LADIES AND GENTLEMEN PORTRAIT 129
Ladies and Gentlemen Portrait 129 by Andy Warhol is part of his Ladies and Gentlemen series that tackled the socio-political issues of cross-dressers. This print features a photo portrait and is transposed by blocks of color, emphasizing the glamorous and eccentric nature of crossdressing men and women.

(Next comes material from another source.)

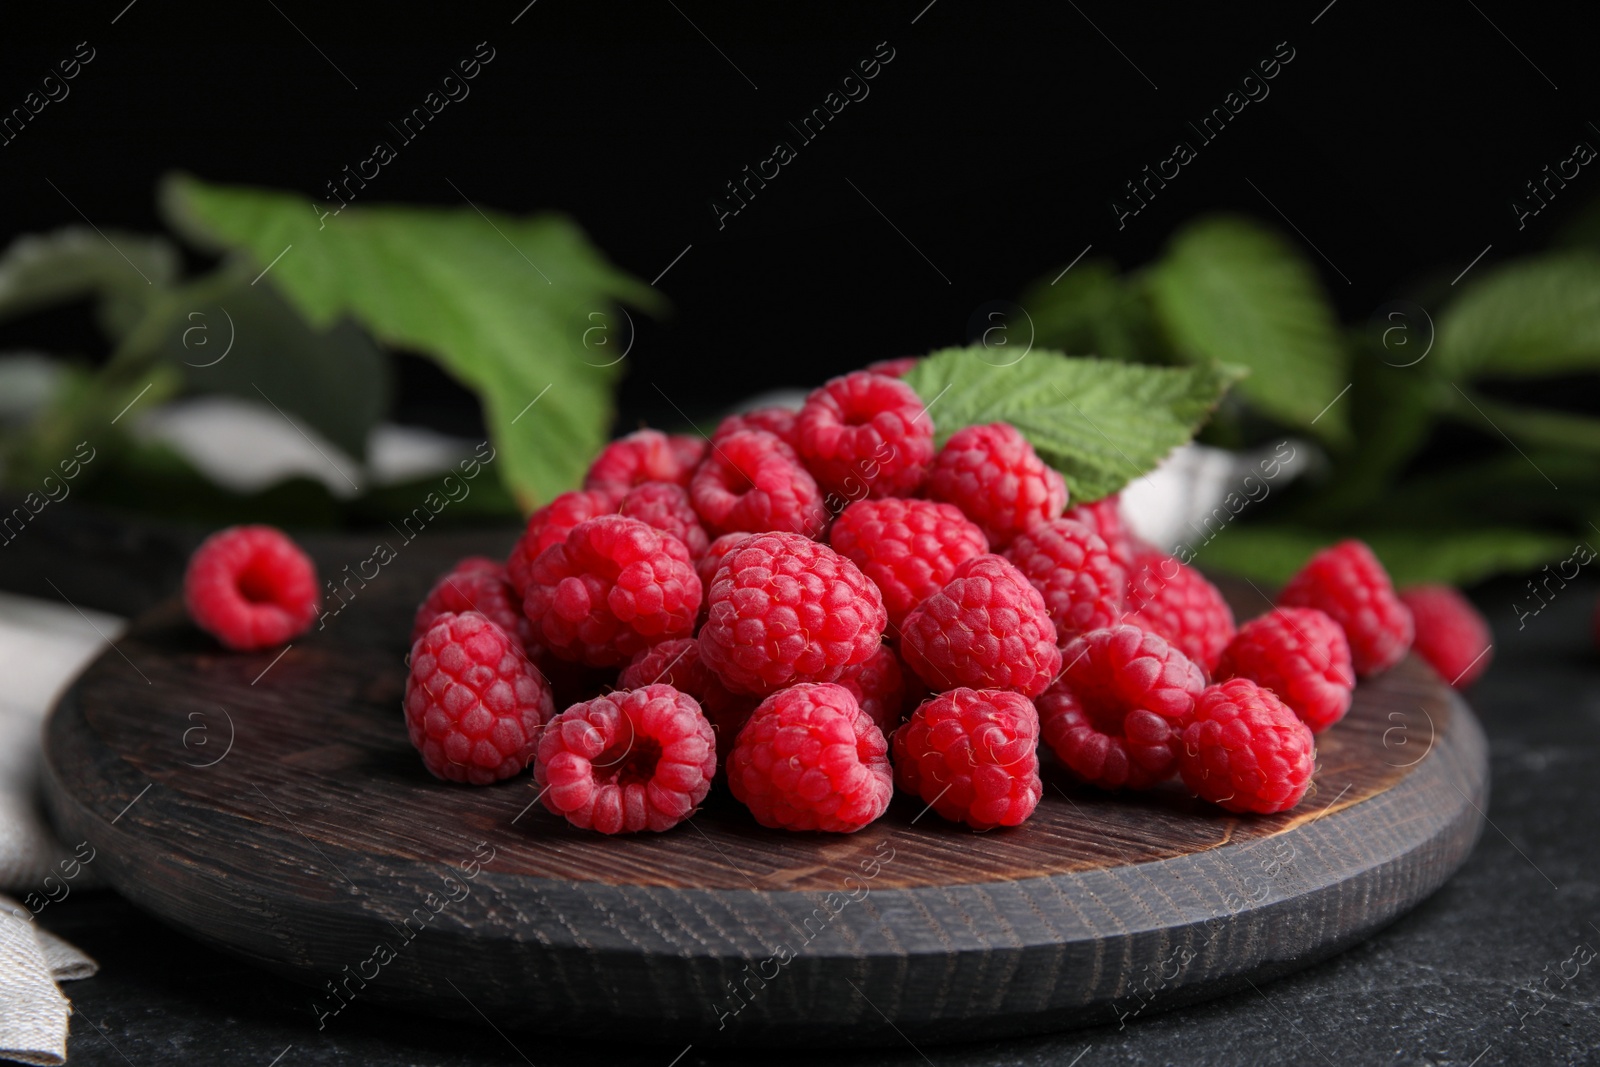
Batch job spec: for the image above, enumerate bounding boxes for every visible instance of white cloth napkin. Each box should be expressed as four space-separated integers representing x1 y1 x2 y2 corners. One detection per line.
0 591 117 1065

LADIES AND GENTLEMEN PORTRAIT 129 AS PART OF ANDY WARHOL’S LARGER BODY OF WORK
The Ladies and Gentlemen series is comprised of portraits of cross-dressers from a New York City nightclub called, The Gilded Grape. Warhol took the cross-dressers’ portrait with a Polaroid Big Shot camera and then transferred the image onto silk screen. This was the same process he used on celebrities and other famous figures. Warhol told the cross-dressers to dress and pose however they wished. None of the subjects are famous but Warhol brings out the style and glamour in each portrait. The idea for the the Ladies and Gentlemen series, consisting of images of drag queens, came from a protegeé of art dealer Alexander Iolas named Anselmino, who had previously commissioned Warhol to do an edition of one hundred prints of Warhol’s Man Ray portrait. When Warhol went to Torino to sign the prints, Anselmino suggested he do a series of drag queens, suggesting portraits of Jackie Curtis, Holly Woodlawn and Candy Darling – not realizing that Candy Darling was dead. Instead, Warhol used models found at the The Gilded Grape on West 45th Street, frequented by Black and Hispanic transvestites.